Luke 14:25-27
The hard truths of God’s Word are often illuminated and softened by the hard times in life. Beautiful relevance is bestowed through difficult experience.
So many times I read these verses and wondered what in the world Jesus met when He said I must hate my parents and brothers to be His disciple, when He also called me to love them. How is it even possible? To hate and love? Then I heard a pastor explain it in this way: Christ is so beautiful and captivating in the eyes of His disciple that all his other affections pale in comparison –so that even in loving them well, they seem hated in contrast to the disciple’s devotion to Christ. Many missionaries bore this truth as they grieved more than one death of a child on the mission field. They loved their sweet children dearly, to be sure, but they found Christ infinitely worthy of risking, and losing, their beloveds’ lives for His love to be proclaimed to some remote tribe in Kenya. Even today, believers in China, Turkey, Vietnam, choose to follow Christ, knowing full well persecution of their loved ones will likely be a direct result of that decision. Christians across the globe, across time, choose the glory of Christ over the safety, comfort, lives, of those they love most on this earth. And the world blindly calls it hate.
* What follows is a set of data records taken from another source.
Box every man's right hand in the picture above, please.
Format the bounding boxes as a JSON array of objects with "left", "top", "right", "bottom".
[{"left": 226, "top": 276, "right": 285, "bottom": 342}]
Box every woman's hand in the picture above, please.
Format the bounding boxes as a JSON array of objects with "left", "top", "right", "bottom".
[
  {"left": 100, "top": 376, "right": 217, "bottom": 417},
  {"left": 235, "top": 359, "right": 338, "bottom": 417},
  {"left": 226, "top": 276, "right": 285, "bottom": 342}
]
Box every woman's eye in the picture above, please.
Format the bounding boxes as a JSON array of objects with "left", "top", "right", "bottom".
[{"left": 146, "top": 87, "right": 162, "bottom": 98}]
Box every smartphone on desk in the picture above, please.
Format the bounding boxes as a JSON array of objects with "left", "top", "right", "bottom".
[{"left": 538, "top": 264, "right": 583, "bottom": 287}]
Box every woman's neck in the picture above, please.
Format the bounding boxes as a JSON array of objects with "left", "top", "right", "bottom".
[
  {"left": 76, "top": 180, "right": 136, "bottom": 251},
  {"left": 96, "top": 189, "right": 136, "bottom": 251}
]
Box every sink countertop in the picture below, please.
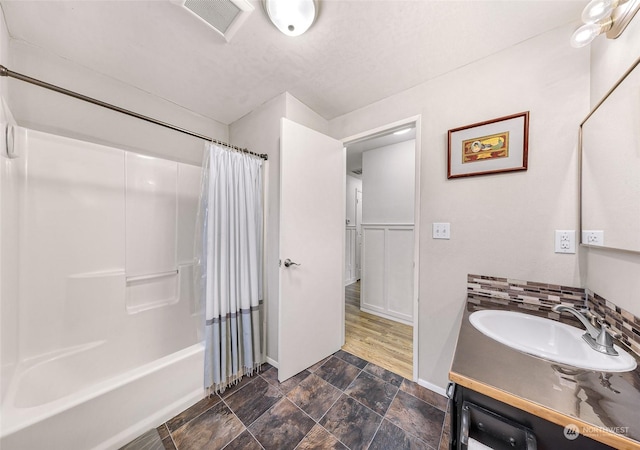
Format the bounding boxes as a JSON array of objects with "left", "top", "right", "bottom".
[{"left": 449, "top": 301, "right": 640, "bottom": 450}]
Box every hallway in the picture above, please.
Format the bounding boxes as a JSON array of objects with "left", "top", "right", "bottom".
[{"left": 342, "top": 281, "right": 413, "bottom": 379}]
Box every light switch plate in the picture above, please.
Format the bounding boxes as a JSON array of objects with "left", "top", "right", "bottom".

It sort of made sense for missionaries in unreached lands and believers in hostile countries. I mean, isn’t that kind of in their job description? But I never really knew how it worked for a farm-girl-turned-teacher in Northwest Kansas. I didn’t fully grasp how it’s in my job description, too. Until recently…
I won’t pretend that my situation is remotely close to cradling your baby girl in your arms as she dies, or holding your spouse’s gaze as he is shot, or feeling your friend’s hand slip from your fingers as she is taken to prison. But I also won’t feign comfort in loss. I know the agony of choosing to love Christ and His Word when it will dim your love for another to a perceived shade of hate. I know the anguish of that temporal minute, day, month, year, when your heart is achingly pressed in the knowledge of causing another pain. There is no skirting the issue: it hurts. A lot.
So, how does one take that plunge? And why? The answer is simple: Christ did.
For a sinner such as I, Christ dethroned Himself from greatness and grandeur and took the form of a vulnerable infant, needing someone to care for His basic needs. He lived most of His life as a regular guy. Then one day, the contrast amplified: instead of being hailed in heaven, He was beaten on earth. Spit fell on His ears instead of praise. Mockery was spoken instead of adulation. Thorns were placed on His head instead of gold. And the King of Kings, who “upholds the universe by the word of his power,” allowed Himself to be nailed to a cross and crucified. As the old hymn rings, “Jesus paid it all, all to Him I owe. Sin had left a guilty stain. He washed it white as snow.” By His wounds, I am healed. In His resurrection, I have hope.Have this mind among yourselves, which is yours in Christ Jesus, who, though he was in the form of God, did not count equality with God a thing to be grasped, but made himself nothing, taking the form of a servant, being born in the likeness of men. And being found in human form, he humbled himself by becoming obedient to the point of death, even death on a cross.
Philippians 2:5-8
The logistics of reaching such a conclusion are simple: I could not give Him up. I could not choose securing the love of another over holding fast the eternal Love which is mine in Christ Jesus. Whenever I even began to contemplate the grand alternative (and it was grand), my mind couldn’t get past Him. Jesus, my Love in relational duress. The Lord, my Provider in financial hardships. The Word, my Refuge in overwhelming emotional tumult. My God, the Known in all my unknowns. My Truth. My Life. In every storm and trial and pain, Christ alone was my Rock. And it wasn’t because I did a good job trusting Him but because He is steadfastness. One cannot just walk away from that kind of constancy. One cannot turn her back on Him who is called Faithful and True. One cannot doubt the blessed promises of Him who has proven Himself over and over and over again.
No, don’t be confused. Such a heavy choice was not possible by my own abilities. I love only because He first loved me. By mercy, I am humbly, gratefully, captivated.